DirecTV agreed to buy satellite rival Dish network Monday, ending decades of on-and-off talks in a deal that will create one of the country’s largest pay TV distributors with a combined 20 million subscribers.
Dish, owned by EchoStar, has been weighed down with billions of dollars of debt and faced the prospect of a looming bankruptcy.
As part of the two-step transaction, DirecTV will pay $1 to buy EchoStar’s TV business called Dish DBS that includes Dish and Sling TV, while agreeing to assume about $9.75 billion of Dish’s debt, the companies said.
Dish and DirecTV are launching an exchange offer at a discounted rate for the debt to help extend the maturities.
The deal comes at a time when the two services are hemorrhaging subscribers amid the rising popularity of streaming services like Netflix.
DirecTV CEO Bill Morrow told Reuters on Monday that the combined pay TV company would have the muscle to negotiate smaller programming packages tailored to consumers’ interests.
Morrow plans to offer a streamlined viewer experience that makes it easier for customers to manage their subscriptions all from one place.
“We believe that consumers don’t want to be the aggregators — or at least a majority of consumers in the marketplace would not prefer to have to go out and manage all these multiple accounts of those direct-to-consumer SVOD [subscription video-on-demand] services,” Morrow said.
For the deal to go through, Dish DBS debtholders will have to agree to take a haircut on the debt by about $1.57 billion. With the exchange offer, Dish is attempting to convince its bondholders to become holders in the merged entity.

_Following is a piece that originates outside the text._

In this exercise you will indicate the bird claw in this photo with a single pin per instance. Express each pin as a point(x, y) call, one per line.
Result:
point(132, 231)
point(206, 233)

The deal will provide a crucial lifeline to EchoStar, which was co-founded by telecommunications entrepreneur Charlie Ergen and is currently saddled with more than $20 billion in debt. EchoStar will receive $2.5 billion of financing from buyout firm TPG’s credit unit Angelo Gordon and DirecTV to help pay off Dish’s $2 billion bond that is due in November.
EchoStar said the deal will help cut its total consolidated debt by $11.7 billion and reduce its refinancing needs through 2026 by $6.7 billion.
It will keep other parts of its business, including over $30 billion in wireless spectrum investments, that would continue to operate as a stand-alone company.
“The merger was inevitable… These are both melting ice cubes with plenty of competition increasingly being delivered over the Internet in the vast majority of the US, and they will be better positioned to navigate that environment post a merger,” said Jeff Wlodarczak, analyst at Pivotal Research Group.
Shares of EchoStar were down 13% in morning trading. The drop, Wlodarczak said, could be related to the lack of equity in the deal and investors potentially selling on the news, following a near 70% jump so far this year.
AT&T stock was flat, trading at $21.90 a share.
The deal also provides a much-needed exit to AT&T, which is selling its 70% stake in DirecTV to TPG for $7.6 billion.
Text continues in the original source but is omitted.